Posted by gardenper none (My Page) on
Mon, Mar 17, 14 at 12:05

Normally, I plant the entire amaryllis bulb in the ground. The only part that will show are the green leaves once they start growing in the spring.

However, this year, I read about the actual preferred way of planting amaryllis bulbs, which is that part of the bulb (as much as the top 1/3) should be exposed when planting. So I planted a few this way also, just about 2-3 weeks before an unexpected cold front/ice storm came through the area, pretty much all those bulbs are soft now (as if they are rotting).

I know that care should be taken when ice/snow comes but I had not previously lost any bulbs to ice/snow before without doing anything to protect them, so I treated this group the same also. I wonder how others plant their bulbs and do you protect them with plant blankets on particularly cold times, or maybe I was unlucky with this batch.

Some of the amaryllis bulbs lost their flower stalk or even what would be the stalk began to die in the bulb (before even fully making it out). Besides that, the remaining bulbs that may not have been making a stalk yet, are also soft and mushy. I don't think they will recover or if they do, it is probably a weakened plant for this year.

Follow-Up Postings:

RE: The amaryllis bulb-exposed idea

I've always buried the whole bulb so that the top is just barely under the soil. I don't give them any special care with mulch for the winter. I do notice that some seem to raise up on their own over time.

If I'm mulching something else nearby I might mulch them too, but make no special effort to do so.

I'm not big on gathering or raking leaves either. So some of mine might get some mulch provided by Mother Nature.

I hope yours dry out and then bounce right back.

What do you think about lifting them and potting them up to give them a better chance?
Our spring rains may be too much for them to over come (since they are already so soft) but in a loose well draining potting mix I would think they'd have a better chance at recovering.

RE: The amaryllis bulb-exposed idea

I obtained a couple of the Homestead variety several years ago from Southern Bulb. As I recall, the instructions specified that the bulb was to be buried up to the neck. A little leafy debris is all the mulch they get.

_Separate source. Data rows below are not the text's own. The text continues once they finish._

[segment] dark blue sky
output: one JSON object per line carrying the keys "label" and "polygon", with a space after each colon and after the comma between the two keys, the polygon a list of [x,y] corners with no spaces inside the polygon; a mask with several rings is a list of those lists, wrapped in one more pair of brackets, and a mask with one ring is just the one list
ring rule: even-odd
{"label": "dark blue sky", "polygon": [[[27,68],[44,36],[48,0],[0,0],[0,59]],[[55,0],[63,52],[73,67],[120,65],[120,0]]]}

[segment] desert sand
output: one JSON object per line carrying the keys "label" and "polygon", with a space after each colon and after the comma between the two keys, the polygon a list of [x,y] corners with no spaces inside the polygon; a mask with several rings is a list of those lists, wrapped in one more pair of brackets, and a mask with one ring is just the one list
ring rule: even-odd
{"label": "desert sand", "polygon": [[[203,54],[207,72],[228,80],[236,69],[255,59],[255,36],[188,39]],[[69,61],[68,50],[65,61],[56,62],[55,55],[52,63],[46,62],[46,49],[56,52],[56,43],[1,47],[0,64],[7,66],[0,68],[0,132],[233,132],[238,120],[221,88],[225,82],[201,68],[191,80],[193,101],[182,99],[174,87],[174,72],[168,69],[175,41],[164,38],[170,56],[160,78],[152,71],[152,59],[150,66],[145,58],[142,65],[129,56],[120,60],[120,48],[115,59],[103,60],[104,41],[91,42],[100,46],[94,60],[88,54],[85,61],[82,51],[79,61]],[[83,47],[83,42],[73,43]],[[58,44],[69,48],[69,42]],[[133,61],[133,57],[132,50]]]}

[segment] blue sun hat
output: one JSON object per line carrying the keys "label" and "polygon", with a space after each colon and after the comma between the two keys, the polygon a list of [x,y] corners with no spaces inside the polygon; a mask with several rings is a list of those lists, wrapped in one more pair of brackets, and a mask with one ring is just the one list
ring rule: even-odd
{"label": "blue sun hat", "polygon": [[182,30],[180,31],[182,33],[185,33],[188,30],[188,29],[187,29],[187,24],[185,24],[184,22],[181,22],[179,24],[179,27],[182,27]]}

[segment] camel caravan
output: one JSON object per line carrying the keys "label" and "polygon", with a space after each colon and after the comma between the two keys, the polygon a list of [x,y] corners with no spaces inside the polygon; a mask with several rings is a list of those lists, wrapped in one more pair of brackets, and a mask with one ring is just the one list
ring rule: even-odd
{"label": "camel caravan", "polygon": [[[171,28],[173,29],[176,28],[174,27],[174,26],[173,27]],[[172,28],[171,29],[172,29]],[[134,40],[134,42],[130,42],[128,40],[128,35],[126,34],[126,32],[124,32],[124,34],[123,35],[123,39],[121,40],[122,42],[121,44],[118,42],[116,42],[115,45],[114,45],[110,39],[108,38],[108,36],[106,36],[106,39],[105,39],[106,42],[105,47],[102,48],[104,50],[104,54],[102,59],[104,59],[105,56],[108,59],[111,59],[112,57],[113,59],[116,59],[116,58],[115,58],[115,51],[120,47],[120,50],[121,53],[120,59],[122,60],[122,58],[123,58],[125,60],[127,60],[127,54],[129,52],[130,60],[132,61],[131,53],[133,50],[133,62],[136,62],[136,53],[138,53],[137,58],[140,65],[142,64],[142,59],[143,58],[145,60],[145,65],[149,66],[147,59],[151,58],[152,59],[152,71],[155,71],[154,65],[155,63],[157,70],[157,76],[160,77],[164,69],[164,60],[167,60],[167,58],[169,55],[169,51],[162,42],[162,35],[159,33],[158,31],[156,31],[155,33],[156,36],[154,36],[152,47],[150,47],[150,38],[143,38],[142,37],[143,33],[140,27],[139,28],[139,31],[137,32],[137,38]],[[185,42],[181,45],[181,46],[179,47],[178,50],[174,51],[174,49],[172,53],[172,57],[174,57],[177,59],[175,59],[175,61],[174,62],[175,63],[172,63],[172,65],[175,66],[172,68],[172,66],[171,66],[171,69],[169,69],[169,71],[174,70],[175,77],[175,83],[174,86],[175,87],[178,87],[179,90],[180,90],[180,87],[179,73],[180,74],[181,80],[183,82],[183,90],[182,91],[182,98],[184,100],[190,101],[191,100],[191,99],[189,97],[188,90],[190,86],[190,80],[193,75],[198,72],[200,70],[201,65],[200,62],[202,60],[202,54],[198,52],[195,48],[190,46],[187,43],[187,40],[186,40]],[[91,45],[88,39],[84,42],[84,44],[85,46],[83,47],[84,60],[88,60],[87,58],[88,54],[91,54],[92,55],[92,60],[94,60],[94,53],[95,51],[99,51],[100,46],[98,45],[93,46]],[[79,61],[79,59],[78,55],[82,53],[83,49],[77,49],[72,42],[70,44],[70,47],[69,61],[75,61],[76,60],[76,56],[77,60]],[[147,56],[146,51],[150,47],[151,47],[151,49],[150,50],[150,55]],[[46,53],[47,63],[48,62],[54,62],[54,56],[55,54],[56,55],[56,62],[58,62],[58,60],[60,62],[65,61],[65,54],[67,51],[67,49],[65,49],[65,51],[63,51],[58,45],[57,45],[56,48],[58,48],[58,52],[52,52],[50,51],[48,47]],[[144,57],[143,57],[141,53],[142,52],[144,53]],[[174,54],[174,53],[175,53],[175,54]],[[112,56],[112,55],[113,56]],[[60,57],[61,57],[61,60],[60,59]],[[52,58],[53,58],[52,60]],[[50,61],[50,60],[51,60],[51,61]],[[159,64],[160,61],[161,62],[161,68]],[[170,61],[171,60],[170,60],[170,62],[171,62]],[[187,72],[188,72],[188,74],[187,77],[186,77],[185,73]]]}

RE: The amaryllis bulb-exposed idea

I have a bit of an amaryllis problem and buy way too many every year. Then I wander through the yard sticking bulbs in the ground. I do nothing to them. They usually do not bloom the first year after I put them in, adjusting I guess.
You can try digging them up and cutting off any mushy parts, but if the whole bulb is mushy they are goners. Sorry.
Tally HO!

RE: The amaryllis bulb-exposed idea

you might dig them out and cut off the mushy part then dust in sulphur or just hope for the best. A bulb can grow from a piece of a bulb in a few years. Sorry this happened. c

RE: The amaryllis bulb-exposed idea

After reading some responses, I eventually remembered that I had seen some videos about cutting an amaryllis bulb into sections to make new plants. Normally I did not want to do that with my good bulbs but this might give an opportunity to try that method with these bulbs.